Das Bundesverfassungsgericht hat die Position von biologischen Vätern bei einem Kampf um die rechtliche Vaterschaft für ihre leiblichen Kinder gestärkt. Die Verfassungsbeschwerde eines Mannes aus Sachsen-Anhalt hatte in Karlsruhe somit teilweise Erfolg.

"Das geltende Familienrecht trägt dem Elterngrundrecht leiblicher Väter nicht hinreichend Rechnung", sagte Gerichtspräsident Stephan Harbarth bei der Urteilsverkündung. Die aktuelle gesetzliche Regelung zur Anfechtung der rechtlichen Vaterschaft erklärte das Gericht damit für unvereinbar mit dem Grundgesetz.

Bis zu einer Neuregelung, längstens jedoch bis zum 30. Juni 2025, bleibe das aktuelle Gesetz in Kraft. Eingeleitete Verfahren seien auf Antrag aber auszusetzen, sagte Harbarth.

Neuregelung für die rechtliche Vaterschaft

Der Gesetzgeber müsse beim Elterngrundrecht die rechtliche Elternschaft des leiblichen Vaters neben der Mutter und dem eingetragenen rechtlichen Vater berücksichtigen, hieß es in dem Urteil. Damit könnte der Gesetzgeber zwei gesetzliche Väter anerkennen, wenn er wollte. 

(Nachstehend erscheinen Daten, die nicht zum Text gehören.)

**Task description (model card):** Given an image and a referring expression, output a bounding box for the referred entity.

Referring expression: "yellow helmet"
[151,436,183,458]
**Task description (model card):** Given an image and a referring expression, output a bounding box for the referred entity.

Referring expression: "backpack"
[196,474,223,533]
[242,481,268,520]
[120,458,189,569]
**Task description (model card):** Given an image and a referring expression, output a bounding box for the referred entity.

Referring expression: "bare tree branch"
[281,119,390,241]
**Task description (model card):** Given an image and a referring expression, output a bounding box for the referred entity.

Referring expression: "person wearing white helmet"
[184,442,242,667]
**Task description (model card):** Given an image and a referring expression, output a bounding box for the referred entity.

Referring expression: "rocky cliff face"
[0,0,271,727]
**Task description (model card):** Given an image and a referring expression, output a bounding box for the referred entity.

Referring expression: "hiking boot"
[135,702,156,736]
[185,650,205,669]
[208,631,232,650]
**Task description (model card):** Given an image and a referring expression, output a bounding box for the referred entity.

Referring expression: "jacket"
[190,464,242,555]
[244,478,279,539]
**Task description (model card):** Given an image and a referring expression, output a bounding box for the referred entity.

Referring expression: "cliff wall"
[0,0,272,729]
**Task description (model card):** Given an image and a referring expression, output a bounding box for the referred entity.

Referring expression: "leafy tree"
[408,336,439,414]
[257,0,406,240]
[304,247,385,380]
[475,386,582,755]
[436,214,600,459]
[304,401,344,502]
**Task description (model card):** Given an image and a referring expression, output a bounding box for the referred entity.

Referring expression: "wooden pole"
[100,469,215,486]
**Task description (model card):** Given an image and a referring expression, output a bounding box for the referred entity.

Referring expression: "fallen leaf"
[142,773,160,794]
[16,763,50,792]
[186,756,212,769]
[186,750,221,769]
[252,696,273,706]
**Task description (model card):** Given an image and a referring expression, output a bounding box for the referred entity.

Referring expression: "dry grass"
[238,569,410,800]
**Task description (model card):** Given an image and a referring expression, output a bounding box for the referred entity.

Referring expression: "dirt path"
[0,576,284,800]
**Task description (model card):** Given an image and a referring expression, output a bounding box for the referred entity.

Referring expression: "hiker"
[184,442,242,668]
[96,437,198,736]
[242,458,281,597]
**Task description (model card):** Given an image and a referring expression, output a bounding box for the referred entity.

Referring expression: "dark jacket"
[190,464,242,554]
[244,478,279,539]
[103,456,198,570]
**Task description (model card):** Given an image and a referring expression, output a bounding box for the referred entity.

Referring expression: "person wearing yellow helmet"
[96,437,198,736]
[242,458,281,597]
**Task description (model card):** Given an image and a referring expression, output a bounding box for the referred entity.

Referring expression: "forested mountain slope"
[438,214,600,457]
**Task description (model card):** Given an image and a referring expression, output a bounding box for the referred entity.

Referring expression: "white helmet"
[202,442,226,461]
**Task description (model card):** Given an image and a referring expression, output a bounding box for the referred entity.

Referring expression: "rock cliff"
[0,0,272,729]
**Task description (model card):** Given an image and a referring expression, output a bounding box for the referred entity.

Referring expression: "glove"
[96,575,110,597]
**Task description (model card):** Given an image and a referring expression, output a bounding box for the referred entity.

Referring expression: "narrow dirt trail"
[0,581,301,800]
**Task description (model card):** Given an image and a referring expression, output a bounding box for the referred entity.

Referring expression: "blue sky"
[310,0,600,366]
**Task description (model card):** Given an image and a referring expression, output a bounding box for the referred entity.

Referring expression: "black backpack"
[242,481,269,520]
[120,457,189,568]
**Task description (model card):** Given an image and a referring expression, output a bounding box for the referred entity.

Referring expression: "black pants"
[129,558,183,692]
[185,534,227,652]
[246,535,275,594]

"Hält er dagegen an einer Beschränkung der rechtlichen Elternschaft auf zwei Elternteile fest, muss zugunsten des leiblichen Vaters ein hinreichend effektives Verfahren zur Verfügung stehen, das ihm ermöglicht, anstelle des bisherigen rechtlichen Vaters selbst rechtlicher Vater seines Kindes zu werden", schreibt das Gericht weiter. Die aktuelle Regelung sei dafür ungenügend.

Das Bundesjustizministerium hatte in einem Eckpunktepapier Anfang des Jahres bereits erklärt, am Grundsatz von zwei rechtlichen Eltern festhalten zu wollen.

In der Praxis war die aktuelle Sichtweise bereits umstritten. Daher hatte Bundesjustizminister Marco Buschmann (FDP) schon vor dem Urteil eine Gesetzesreform angekündigt. Er will die Rechtsposition von leiblichen Vätern stärken, die als rechtliche Väter Verantwortung für ihr Kind übernehmen möchten. In Eckpunkten zur Modernisierung des Abstammungsrechts ist eine Sperrwirkung eines Feststellungsverfahrens enthalten. "Solange ein gerichtliches Verfahren läuft, in dem ein Mann seine Vaterschaft feststellen lassen will, soll grundsätzlich kein anderer Mann die Vaterschaft für dieses Kind anerkennen können", heißt es dazu beim Ministerium. 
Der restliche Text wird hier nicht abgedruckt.